# Canines Coming In - Should I be Concerned?



## Konotashi (Jan 11, 2010)

I noticed that Ozzy's canines aren't getting loose, but the new ones are coming in. On the top, they're coming in front. On the bottom, they're coming in from on the inside. It sounds weird, but I'll try to get a pic tomorrow. I'm not sure if I should be concerned that his puppy teeth aren't loose and the adult teeth are already coming in. Should I take him in, wait it out, or is this normal?


----------



## KAE (Jun 21, 2010)

Konotashi said:


> I noticed that Ozzy's canines aren't getting loose, but the new ones are coming in. On the top, they're coming in front. On the bottom, they're coming in from on the inside. It sounds weird, but I'll try to get a pic tomorrow. I'm not sure if I should be concerned that his puppy teeth aren't loose and the adult teeth are already coming in.
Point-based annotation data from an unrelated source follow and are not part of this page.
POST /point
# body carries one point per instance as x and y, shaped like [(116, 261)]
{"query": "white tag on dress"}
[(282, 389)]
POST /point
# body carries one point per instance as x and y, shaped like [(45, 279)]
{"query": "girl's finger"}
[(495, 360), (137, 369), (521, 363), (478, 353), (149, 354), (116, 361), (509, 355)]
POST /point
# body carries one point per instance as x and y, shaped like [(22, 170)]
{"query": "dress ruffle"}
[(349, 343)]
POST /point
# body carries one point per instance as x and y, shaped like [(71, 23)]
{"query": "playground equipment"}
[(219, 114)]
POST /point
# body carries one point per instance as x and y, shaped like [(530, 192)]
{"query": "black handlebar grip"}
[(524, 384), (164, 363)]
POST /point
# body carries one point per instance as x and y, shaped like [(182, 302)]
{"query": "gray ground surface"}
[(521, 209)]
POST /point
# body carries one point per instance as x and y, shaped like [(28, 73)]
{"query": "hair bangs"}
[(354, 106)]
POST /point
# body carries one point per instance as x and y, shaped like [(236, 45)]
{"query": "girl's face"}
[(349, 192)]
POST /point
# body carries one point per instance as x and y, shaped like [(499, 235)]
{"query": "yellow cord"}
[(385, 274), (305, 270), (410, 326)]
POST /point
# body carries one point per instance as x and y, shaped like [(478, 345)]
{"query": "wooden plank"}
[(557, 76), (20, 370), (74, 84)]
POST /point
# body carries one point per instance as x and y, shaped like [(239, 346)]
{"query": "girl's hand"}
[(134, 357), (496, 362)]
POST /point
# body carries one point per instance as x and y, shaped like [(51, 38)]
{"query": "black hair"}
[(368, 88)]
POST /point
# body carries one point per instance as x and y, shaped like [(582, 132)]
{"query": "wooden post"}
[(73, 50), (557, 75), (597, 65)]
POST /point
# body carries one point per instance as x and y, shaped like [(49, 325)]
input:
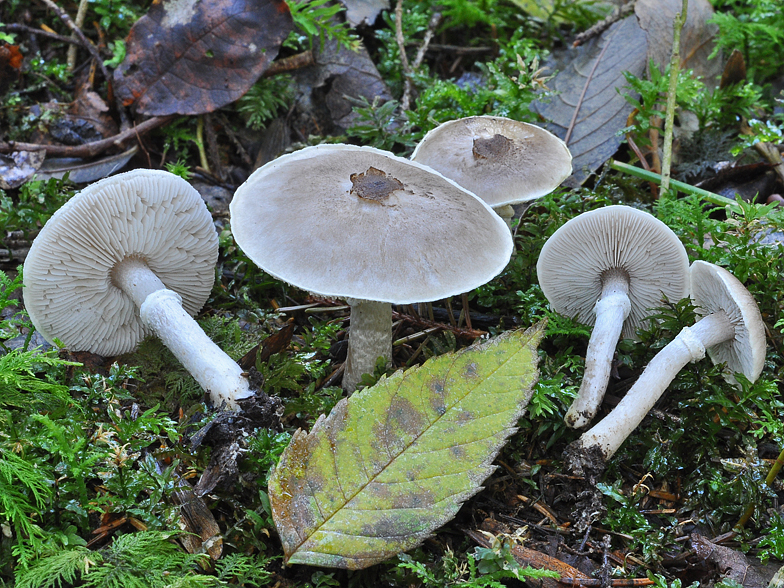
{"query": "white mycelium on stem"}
[(731, 330), (131, 254), (608, 267)]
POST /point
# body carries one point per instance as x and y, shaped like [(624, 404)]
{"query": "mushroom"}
[(131, 254), (362, 224), (732, 332), (503, 161), (607, 267)]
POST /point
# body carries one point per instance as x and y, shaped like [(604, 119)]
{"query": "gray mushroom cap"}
[(147, 214), (714, 289), (575, 258), (503, 161), (358, 222)]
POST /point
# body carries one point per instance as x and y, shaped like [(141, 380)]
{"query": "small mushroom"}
[(732, 332), (131, 254), (362, 224), (608, 267), (503, 161)]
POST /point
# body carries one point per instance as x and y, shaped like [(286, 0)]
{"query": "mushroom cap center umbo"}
[(493, 148), (374, 185)]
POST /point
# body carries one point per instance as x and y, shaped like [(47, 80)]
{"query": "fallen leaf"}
[(352, 74), (394, 462), (192, 57), (656, 18), (589, 110)]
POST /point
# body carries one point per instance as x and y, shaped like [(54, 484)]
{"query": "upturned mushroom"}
[(130, 255), (374, 229), (730, 329), (607, 268), (503, 161)]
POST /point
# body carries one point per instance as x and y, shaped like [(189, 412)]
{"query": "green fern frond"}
[(62, 568), (20, 384), (24, 491)]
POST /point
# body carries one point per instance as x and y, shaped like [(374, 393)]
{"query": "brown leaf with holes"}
[(589, 108), (192, 57)]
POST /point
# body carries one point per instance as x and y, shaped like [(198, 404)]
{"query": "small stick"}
[(615, 582), (93, 50), (774, 471), (14, 27), (669, 120), (415, 336), (88, 149)]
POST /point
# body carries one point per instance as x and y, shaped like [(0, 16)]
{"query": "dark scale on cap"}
[(374, 185), (492, 148)]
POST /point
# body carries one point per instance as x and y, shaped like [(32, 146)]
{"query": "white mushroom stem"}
[(611, 311), (689, 345), (161, 311), (370, 337)]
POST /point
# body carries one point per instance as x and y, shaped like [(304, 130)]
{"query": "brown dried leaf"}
[(192, 57), (352, 75), (20, 166), (588, 106), (656, 18)]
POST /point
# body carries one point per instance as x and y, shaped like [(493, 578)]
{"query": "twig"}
[(601, 26), (669, 120), (774, 471), (14, 27), (424, 323), (582, 94), (431, 30), (290, 63), (408, 68), (88, 149), (205, 165), (93, 50), (78, 21), (458, 49), (401, 46), (614, 582)]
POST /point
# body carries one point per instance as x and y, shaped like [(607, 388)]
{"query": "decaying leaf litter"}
[(115, 448)]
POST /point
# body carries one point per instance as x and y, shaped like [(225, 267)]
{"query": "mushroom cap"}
[(152, 215), (713, 288), (358, 222), (503, 161), (589, 246)]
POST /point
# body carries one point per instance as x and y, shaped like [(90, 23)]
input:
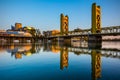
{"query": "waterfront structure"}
[(96, 19)]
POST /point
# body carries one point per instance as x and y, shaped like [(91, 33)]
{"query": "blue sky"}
[(45, 14)]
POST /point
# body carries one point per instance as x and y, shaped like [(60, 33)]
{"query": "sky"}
[(45, 14)]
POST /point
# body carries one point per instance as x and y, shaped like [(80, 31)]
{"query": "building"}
[(18, 26)]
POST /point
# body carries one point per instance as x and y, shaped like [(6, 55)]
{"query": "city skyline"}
[(45, 14)]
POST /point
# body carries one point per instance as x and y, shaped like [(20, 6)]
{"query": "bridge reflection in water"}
[(27, 49)]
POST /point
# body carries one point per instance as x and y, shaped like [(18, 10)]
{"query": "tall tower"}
[(63, 24), (96, 64), (96, 19)]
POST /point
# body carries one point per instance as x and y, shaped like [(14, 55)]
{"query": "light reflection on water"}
[(57, 61)]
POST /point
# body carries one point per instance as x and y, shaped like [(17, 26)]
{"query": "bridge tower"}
[(96, 19), (96, 24), (96, 64), (64, 24)]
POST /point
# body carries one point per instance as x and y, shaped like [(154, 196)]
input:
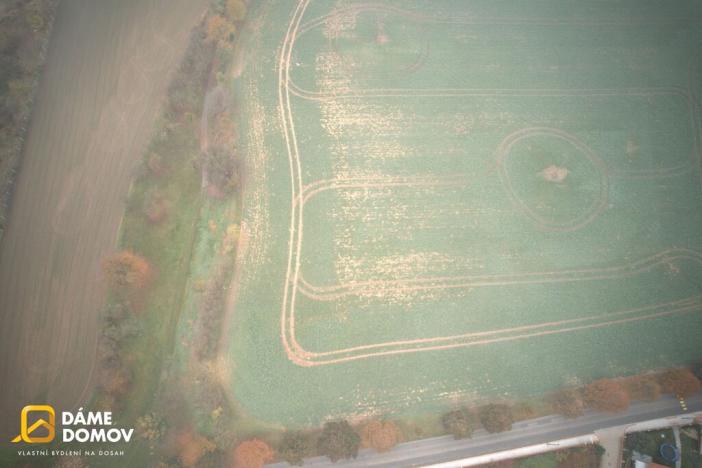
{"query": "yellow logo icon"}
[(27, 430)]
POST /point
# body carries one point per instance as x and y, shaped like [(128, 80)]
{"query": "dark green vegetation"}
[(25, 27), (648, 443)]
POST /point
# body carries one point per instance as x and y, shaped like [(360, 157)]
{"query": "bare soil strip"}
[(105, 76)]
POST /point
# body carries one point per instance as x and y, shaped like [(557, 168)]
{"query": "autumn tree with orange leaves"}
[(380, 435), (606, 395), (568, 402), (127, 272), (252, 453), (679, 382)]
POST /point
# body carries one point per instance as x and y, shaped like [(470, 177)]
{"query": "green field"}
[(454, 201)]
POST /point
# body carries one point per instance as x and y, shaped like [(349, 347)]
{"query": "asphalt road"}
[(524, 433)]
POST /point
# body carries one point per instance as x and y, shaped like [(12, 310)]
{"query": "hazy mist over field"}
[(392, 233)]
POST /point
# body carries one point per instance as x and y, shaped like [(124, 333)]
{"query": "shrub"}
[(338, 440), (150, 427), (192, 447), (496, 417), (459, 423), (127, 272), (294, 447), (643, 387)]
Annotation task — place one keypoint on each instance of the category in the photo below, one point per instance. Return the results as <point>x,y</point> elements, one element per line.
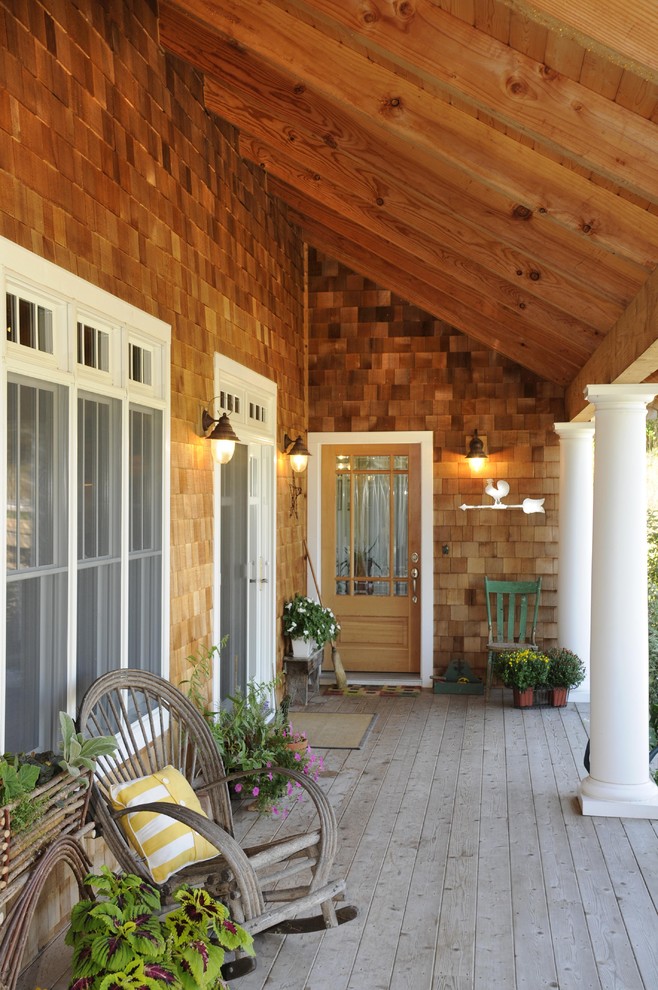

Should I take him in, wait it out, or is this normal?


(I'm not an expert or anything at all, I'm just telling you what I did.)

I know when Rocky's were coming in, the same thing was happening. At first it didn't seem like they'd budge, but a couple of days later, it is like a 7 year old about to lose their front teeth, it would wiggle from side to side no problem at all. 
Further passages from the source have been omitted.